A flight carrying 19 asylum seekers from Sri Lanka and Iran arrived in PNG early on Wednesday.
They will be the first detainees at the newly-reopened camp on Manus Island.
Australia has also recently reopened an offshore processing centre on Nauru, as it puts back in place a controversial policy it ended four years ago.
The government decided to re-establish offshore processing camps in August, after ending the policy - known as the Pacific Solution - in 2008.
The move, recommended by an expert panel, came in response to a sharp rise in the number of asylum seekers arriving by boat.
The government says offshore processing is aimed at deterring people from making the dangerous journey across the sea to Australia.
Several boats have sunk or had to be rescued in recent months as they sailed from Indonesia to the Australian territory of Christmas Island.
But critics say the policy is inhumane and provides inadequate protection for the human and legal rights of asylum seekers held offshore.Rights probe
Australia closed its camp on Manus Island eight years ago, but soldiers have been working to re-open it in recent weeks.
- Established in 2001 under conservative government of John Howard
- Asylum seekers arriving by boat detained in offshore centres in PNG and Nauru
- Rights groups criticised the conditions in which people were held, as detainees went on repeated hunger strikes
- Labor's Kevin Rudd elected in November 2007, said Pacific Solution would end
- Last detainees left Nauru in February 2008
- Policy re-established in August 2012 by Labor government of Julia Gillard, as asylum arrivals climbed
As on the tiny Pacific territory of Nauru, detainees will have to live in tents until more permanent structures are built.

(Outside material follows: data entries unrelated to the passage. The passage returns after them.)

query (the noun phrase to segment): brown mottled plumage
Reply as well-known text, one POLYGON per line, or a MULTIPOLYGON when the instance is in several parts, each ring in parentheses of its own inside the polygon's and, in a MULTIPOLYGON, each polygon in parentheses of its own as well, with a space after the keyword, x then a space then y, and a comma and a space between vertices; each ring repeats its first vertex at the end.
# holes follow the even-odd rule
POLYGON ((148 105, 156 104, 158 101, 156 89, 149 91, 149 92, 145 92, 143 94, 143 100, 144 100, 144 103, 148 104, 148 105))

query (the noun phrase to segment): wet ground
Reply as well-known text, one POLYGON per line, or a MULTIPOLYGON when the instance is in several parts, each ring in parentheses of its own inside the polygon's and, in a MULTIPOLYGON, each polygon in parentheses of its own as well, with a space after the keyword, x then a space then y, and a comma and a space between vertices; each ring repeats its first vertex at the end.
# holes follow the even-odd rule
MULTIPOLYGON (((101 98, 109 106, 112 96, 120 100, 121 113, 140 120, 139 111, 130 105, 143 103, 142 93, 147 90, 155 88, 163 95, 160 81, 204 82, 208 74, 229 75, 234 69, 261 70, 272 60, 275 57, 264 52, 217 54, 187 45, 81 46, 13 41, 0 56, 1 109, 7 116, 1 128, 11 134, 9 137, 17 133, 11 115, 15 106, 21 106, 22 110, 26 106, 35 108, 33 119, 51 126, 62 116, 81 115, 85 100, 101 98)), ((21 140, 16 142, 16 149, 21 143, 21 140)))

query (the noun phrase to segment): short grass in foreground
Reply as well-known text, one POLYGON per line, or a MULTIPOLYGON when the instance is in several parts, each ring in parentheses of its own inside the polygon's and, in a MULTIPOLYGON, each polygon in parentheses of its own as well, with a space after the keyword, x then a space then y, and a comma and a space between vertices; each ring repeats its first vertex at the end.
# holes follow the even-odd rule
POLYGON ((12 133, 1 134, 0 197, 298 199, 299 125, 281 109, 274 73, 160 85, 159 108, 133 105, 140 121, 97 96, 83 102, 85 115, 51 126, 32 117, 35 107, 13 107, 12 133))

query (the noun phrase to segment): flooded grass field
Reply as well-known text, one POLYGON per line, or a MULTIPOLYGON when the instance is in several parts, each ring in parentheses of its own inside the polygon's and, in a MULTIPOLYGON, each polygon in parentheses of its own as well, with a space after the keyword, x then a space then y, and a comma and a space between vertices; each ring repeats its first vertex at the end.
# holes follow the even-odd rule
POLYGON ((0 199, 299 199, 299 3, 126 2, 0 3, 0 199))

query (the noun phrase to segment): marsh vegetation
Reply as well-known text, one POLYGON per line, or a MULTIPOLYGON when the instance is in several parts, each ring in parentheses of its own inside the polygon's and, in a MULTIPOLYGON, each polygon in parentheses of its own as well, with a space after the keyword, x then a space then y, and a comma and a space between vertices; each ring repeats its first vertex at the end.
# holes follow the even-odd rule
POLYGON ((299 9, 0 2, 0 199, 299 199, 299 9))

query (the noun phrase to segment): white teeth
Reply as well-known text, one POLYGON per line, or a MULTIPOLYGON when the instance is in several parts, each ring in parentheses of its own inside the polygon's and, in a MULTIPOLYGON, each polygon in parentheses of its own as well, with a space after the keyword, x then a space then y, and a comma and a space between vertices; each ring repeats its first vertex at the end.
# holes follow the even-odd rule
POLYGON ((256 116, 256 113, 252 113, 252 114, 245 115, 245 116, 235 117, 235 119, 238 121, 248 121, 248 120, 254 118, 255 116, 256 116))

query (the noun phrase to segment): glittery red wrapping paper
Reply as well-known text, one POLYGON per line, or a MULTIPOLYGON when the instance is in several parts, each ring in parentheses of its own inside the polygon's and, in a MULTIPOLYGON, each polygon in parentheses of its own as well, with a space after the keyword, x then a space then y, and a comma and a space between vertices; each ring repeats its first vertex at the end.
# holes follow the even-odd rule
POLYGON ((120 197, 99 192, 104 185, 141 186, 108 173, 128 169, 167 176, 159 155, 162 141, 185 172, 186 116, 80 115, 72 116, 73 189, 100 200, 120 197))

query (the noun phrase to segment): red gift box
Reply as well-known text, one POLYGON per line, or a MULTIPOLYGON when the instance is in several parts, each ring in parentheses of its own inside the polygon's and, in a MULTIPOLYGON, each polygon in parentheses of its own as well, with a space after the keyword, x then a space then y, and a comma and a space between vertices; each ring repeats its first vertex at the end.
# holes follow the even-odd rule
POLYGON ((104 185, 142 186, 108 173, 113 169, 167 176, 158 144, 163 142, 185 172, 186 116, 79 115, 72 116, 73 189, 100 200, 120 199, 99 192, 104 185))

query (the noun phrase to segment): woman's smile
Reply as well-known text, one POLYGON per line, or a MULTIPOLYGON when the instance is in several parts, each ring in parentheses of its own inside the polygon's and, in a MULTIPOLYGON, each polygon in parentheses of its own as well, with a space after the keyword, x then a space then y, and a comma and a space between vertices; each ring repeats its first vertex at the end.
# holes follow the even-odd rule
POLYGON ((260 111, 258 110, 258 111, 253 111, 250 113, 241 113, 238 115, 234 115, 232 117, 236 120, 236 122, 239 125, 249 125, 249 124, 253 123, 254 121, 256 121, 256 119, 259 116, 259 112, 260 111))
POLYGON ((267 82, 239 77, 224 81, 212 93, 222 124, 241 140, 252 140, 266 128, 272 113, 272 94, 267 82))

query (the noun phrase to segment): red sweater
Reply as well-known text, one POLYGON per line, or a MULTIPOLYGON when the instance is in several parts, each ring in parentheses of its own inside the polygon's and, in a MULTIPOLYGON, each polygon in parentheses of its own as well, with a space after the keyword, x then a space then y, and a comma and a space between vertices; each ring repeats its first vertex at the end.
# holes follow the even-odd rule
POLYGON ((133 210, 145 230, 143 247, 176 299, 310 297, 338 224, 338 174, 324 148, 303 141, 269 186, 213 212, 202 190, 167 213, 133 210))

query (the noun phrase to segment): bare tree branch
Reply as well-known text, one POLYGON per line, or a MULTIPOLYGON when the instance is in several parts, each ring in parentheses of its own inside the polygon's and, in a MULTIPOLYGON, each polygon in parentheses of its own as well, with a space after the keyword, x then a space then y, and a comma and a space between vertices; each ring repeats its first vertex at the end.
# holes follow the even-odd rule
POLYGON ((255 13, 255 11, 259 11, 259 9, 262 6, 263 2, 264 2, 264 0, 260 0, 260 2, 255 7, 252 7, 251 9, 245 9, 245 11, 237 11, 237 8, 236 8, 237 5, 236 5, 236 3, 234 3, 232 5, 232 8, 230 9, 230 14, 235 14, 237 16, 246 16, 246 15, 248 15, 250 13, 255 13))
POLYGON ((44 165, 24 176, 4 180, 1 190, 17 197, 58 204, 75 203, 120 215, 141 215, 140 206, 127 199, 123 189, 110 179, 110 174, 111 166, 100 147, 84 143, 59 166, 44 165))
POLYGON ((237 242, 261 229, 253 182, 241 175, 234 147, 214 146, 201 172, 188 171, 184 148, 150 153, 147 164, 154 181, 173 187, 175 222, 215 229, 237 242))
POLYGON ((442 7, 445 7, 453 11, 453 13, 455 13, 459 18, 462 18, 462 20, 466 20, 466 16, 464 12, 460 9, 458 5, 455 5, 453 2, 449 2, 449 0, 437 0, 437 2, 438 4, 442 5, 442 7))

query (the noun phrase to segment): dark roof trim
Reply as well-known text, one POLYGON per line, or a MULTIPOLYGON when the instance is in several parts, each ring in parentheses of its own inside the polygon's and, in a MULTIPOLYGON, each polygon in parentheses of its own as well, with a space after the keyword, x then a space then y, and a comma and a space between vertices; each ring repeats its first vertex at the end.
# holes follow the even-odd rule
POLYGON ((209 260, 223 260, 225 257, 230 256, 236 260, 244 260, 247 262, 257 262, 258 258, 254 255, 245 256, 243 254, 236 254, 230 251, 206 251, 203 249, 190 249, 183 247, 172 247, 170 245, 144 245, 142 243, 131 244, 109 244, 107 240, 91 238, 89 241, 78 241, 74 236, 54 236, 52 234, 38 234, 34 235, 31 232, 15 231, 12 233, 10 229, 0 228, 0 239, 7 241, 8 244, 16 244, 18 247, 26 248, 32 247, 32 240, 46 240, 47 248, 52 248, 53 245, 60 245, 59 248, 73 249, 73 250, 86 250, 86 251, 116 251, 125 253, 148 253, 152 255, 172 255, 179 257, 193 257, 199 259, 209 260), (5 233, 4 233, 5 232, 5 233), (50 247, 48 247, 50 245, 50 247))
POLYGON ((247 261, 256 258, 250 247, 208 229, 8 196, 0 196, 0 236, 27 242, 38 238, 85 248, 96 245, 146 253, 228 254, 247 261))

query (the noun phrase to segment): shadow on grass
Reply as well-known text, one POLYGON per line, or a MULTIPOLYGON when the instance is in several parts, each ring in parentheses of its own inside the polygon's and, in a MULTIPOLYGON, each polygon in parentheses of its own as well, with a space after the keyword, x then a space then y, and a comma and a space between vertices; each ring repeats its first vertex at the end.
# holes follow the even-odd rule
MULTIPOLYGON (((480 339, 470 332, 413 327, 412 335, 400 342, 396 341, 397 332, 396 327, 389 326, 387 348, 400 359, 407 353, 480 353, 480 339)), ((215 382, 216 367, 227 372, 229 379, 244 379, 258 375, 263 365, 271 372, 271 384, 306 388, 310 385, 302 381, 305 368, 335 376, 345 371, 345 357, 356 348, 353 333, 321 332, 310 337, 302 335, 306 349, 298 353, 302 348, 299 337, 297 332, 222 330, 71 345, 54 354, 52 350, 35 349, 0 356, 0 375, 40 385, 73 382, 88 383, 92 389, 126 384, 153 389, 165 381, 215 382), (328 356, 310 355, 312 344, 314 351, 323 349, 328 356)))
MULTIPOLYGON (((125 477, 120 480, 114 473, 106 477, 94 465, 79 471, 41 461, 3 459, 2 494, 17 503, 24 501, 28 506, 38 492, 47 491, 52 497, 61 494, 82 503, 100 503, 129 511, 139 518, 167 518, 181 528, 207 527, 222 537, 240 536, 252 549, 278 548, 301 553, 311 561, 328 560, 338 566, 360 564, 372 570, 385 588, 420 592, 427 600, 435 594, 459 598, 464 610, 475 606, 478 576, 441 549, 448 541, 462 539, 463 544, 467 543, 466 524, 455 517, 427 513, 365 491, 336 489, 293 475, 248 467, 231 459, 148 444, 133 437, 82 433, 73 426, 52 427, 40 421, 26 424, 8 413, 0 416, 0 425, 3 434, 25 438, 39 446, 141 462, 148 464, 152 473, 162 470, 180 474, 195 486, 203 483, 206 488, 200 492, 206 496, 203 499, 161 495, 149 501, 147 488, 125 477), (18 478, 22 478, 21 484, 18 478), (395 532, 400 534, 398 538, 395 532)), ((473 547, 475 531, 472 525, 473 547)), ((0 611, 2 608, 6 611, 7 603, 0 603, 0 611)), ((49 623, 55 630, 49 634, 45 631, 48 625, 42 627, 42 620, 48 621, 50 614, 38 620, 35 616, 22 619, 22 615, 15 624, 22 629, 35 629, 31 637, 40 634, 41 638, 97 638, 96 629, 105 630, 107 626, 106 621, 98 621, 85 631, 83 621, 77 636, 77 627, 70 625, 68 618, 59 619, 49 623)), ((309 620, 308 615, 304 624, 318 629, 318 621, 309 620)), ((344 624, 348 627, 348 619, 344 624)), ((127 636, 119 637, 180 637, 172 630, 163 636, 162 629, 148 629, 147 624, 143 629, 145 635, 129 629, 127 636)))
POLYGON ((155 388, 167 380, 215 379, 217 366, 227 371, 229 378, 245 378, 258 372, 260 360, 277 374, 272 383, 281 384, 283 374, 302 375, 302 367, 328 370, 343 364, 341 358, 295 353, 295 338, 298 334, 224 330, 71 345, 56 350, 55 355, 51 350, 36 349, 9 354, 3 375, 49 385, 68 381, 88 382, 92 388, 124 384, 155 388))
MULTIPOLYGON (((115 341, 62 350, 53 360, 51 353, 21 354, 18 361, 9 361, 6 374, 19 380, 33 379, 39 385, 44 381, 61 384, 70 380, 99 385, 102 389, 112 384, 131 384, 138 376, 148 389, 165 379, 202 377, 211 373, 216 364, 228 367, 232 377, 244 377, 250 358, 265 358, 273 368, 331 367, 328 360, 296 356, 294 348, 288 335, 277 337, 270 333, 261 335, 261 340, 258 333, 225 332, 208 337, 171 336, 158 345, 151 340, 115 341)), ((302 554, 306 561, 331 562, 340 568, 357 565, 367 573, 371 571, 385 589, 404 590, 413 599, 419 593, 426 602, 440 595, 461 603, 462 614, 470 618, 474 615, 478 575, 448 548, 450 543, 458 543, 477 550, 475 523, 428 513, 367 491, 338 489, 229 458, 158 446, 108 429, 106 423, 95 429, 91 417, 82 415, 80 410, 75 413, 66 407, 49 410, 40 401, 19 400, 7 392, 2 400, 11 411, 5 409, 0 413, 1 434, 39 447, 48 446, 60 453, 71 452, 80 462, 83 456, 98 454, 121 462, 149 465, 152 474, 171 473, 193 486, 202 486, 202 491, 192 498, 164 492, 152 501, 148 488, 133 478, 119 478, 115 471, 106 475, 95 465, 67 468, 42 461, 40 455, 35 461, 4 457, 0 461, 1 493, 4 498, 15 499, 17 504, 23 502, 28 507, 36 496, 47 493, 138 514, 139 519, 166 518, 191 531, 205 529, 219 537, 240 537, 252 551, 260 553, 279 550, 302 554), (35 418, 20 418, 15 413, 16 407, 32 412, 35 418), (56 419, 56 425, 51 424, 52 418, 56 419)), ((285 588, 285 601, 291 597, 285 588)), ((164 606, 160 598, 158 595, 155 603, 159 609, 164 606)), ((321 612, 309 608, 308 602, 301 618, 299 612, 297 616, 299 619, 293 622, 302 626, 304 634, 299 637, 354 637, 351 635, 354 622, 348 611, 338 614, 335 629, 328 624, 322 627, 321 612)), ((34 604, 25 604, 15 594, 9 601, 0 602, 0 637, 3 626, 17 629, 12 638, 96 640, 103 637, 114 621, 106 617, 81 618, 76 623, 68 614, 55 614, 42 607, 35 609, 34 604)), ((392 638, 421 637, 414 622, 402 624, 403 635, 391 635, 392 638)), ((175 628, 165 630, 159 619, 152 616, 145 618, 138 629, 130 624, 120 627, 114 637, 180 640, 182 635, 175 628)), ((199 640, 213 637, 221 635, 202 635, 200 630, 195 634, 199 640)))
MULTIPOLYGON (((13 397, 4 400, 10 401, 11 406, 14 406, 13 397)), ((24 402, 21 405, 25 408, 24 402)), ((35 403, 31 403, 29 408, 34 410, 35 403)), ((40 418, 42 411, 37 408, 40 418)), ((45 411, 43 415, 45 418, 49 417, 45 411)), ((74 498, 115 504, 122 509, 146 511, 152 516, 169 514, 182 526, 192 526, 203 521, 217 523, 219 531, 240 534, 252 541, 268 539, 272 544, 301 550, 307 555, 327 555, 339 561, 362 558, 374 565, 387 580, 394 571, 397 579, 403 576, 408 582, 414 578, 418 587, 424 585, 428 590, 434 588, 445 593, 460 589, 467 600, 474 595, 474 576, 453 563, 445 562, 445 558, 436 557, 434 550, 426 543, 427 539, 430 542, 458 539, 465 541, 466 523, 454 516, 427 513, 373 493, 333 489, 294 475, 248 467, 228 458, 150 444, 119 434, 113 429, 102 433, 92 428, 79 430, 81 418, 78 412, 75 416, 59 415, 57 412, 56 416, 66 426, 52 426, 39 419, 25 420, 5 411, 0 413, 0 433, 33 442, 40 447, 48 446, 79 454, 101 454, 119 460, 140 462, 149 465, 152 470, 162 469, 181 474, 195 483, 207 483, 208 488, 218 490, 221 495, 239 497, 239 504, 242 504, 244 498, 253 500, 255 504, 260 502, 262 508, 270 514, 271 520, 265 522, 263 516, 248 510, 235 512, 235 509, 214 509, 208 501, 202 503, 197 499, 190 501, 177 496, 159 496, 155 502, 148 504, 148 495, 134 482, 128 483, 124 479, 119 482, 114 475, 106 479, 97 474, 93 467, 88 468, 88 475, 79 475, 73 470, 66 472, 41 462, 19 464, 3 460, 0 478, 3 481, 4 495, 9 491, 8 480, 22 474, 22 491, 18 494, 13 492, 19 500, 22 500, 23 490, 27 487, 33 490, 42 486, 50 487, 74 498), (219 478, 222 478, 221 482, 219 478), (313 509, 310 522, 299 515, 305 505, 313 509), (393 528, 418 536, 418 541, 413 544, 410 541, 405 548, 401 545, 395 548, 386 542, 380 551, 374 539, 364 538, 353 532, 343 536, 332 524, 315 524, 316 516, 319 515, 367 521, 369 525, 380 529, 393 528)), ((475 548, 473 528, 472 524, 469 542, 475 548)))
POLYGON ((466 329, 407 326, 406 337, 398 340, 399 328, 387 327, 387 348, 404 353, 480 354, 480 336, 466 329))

Police, immigration officials and interpreters accompanied the group on the flight from Christmas Island to Manus Island, a statement said.
On Tuesday, representatives of rights group Amnesty International visited the asylum camp on Nauru to assess conditions, after reports of hunger strikes and self-harm incidents.
Their formal report is due later this week, but in comments to Australian broadcaster ABC a representative highlighted concern over overcrowding, damp, hot tents and detainees' fears over the time it will take to process their claims.
Since the camp in Nauru was reopened in early September, more than 370 asylum seekers - mostly from Sri Lanka and Afghanistan - have been transferred there.
In recent weeks both the ruling Labor Party and the opposition have suggested that asylum seekers could have to spend as long as five years in camps while their claims are processed.
Overnight, meanwhile, two boats carrying a total of 137 asylum seekers were intercepted by Australian naval and border vessels, the government said.